Forward-looking: When it isn’t busy building some of the most advanced silicon out there, Nvidia is exploring ways to improve the chip design process using the same silicon it’s making. The company expects the complexity of integrated circuit design to increase exponentially in the coming years, so adding in the power of GPU compute will soon turn from an intriguing lab experiment into a necessity for all chipmakers.
During a talk at this year’s GPU Technology Conference, Nvidia’s chief scientist and senior vice president of research, Bill Dally, talked a great deal about using GPUs to accelerate various stages of the design process behind modern GPUs and other SoCs. Nvidia believes that some tasks could be done better and much quicker using machine learning rather than humans doing by hand, freeing them to work on more advanced aspects of chip development.
Dally leads a team of around 300 researchers that tackle everything from the technological challenges around making ever faster GPUs to developing software that leverages the capabilities of those GPUs for automating and accelerating a variety of tasks that have traditionally been done mainly by hand. This research team is up from 175 people in 2019 and is set to grow in the coming years.
When it comes to speeding up chip design, Dally says Nvidia has identified four areas where leveraging machine learning techniques can significantly impact the typical development timetable. For instance, mapping where power is used in a GPU is an iterative process that takes three hours on a conventional CAD tool, but it only takes minutes using an AI model trained specifically for this task. Once taught, the model can shave the time down to seconds. Of course, AI models trade speed for accuracy. However, Dally says Nvidia’s tools already achieve 94 percent accuracy, which is still a respectable figure.
Circuit design is a labor-intensive process where engineers may need to change the layout several times after running simulations on partial designs. So training AI models to make accurate predictions on parasitics can help eliminate a lot of the manual work involved in making the minor adjustments needed for meeting the desired design specifications. Nvidia can leverage GPUs to predict parasitics utilizing graph neural networks.
Dally explains that one of the biggest challenges in designing modern chips is routing congestion — a defect in a particular circuit layout where the transistors and the many tiny wires that connect them are not optimally placed. This condition can lead to something akin to a traffic jam, but in this case, it’s bits instead of cars.

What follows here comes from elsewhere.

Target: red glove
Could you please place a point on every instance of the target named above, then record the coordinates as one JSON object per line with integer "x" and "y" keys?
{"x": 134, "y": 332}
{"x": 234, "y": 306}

Engineers can quickly identify problem areas and adjust their placing and routing accordingly by using a graph neural network.
In these scenarios, Nvidia is essentially trying to use AI to critique chip designs made by humans. Instead of embarking on a labor-intensive and computationally expensive process, engineers can create a surrogate model and quickly evaluate and iterate on it using AI. The company also wants to use AI to design the most basic features of the transistor logic used in GPUs and other advanced silicon.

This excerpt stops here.